White House jabs Snyder on Obama meeting request
Chad Livengood
and
Keith Laing,
Detroit News Washington Bureau 1:36 p.m. EDT May 2, 2016
IMG_1589
Gov. Snyder fills up water jugs at the Blackstone bar in downtown Flint.(Photo:
Dale G. Young / Detroit News)
Flint — The White House press secretary chided Gov. Rick Snyder Monday after
the Republican requested a meeting with President Barack Obama when he visits
the water crisis-stricken city on Wednesday.
“I’m still waiting to hear back on that request,” Snyder said at a Monday press
conference in Flint, backtracking on comments he made
last week to The Detroit News
that he didn’t have time in his “pretty full schedule” to meet with Obama.
When asked about Snyder’s new request to meet with the Democratic president and
Flint Mayor Karen Weaver on Wednesday, Press Secretary Josh Earnest wouldn’t
make an immediate commitment but made a jab.
“Guess his schedule got a little freed up,” Earnest said at the Monday daily
briefing.
The press secretary did not commit to a meeting with Snyder being scheduled
during Obama’s trip, although he said they could at least cross paths during
the president’s arrival.
“We’re still putting together the president’s visit,” he said. “It’s
traditional when a president travels to invite the governor of a state to at
least
greet him on the tarmac. …We’ll keep you posted on what interactions they’ll
have.”
“We’re obviously pleased that he will be in Flint on that day,” he added.
Snyder resumed his pledge to drink filtered Flint water on Monday, filling up
four gallon-sized jugs at Blackstone’s Pub & Grill in downtown Flint in his
first public event since spending seven days in Europe last week on a trade
mission.
Earnest sidestepped a question about whether Obama also would drink filtered
water in Flint.
Snyder said he wants the chance to forge a closer partnership with the outgoing
Democratic president and Weaver, who also is a Democrat.
“It’s really a question of how we can work together.

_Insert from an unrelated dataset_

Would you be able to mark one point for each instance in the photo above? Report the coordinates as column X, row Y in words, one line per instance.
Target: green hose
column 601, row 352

It’s not to get into the
history of all of this,” Snyder said. “There’s major challenges here, given
the water crisis. There were significant challenges in Flint prior to that.”
Snyder also said the state plans to begin enrolling 14,000 Flint children and
1,000 pregnant women next Monday in an expanded Medicaid program.
The Detroit News reported Monday
the Republican-controlled Legislature has taken two months to approve Snyder’s
request for the additional health coverage assistance for Flint families
potentially exposed to high levels of toxic lead.
“I think that’s another major step forward,” Snyder told reporters.
The Republican governor is trying to encourage residents to drink Flint’s water
with the use of properly maintained faucet filters.
“The research shows drinking filtered water is safe, even at high lead levels,”
Snyder said.
While Snyder was wooing foreign investment across Europe last week, Weaver was
in Lansing trying to lobby for more money to remove thousands of residential
water pipelines blamed for leaching lead into the city’s drinking water over
the past two years.
Snyder said the state gave the city $2 million to remove up to 500 lead service
lines.
“We need to continue getting the lead service lines out,” Snyder said.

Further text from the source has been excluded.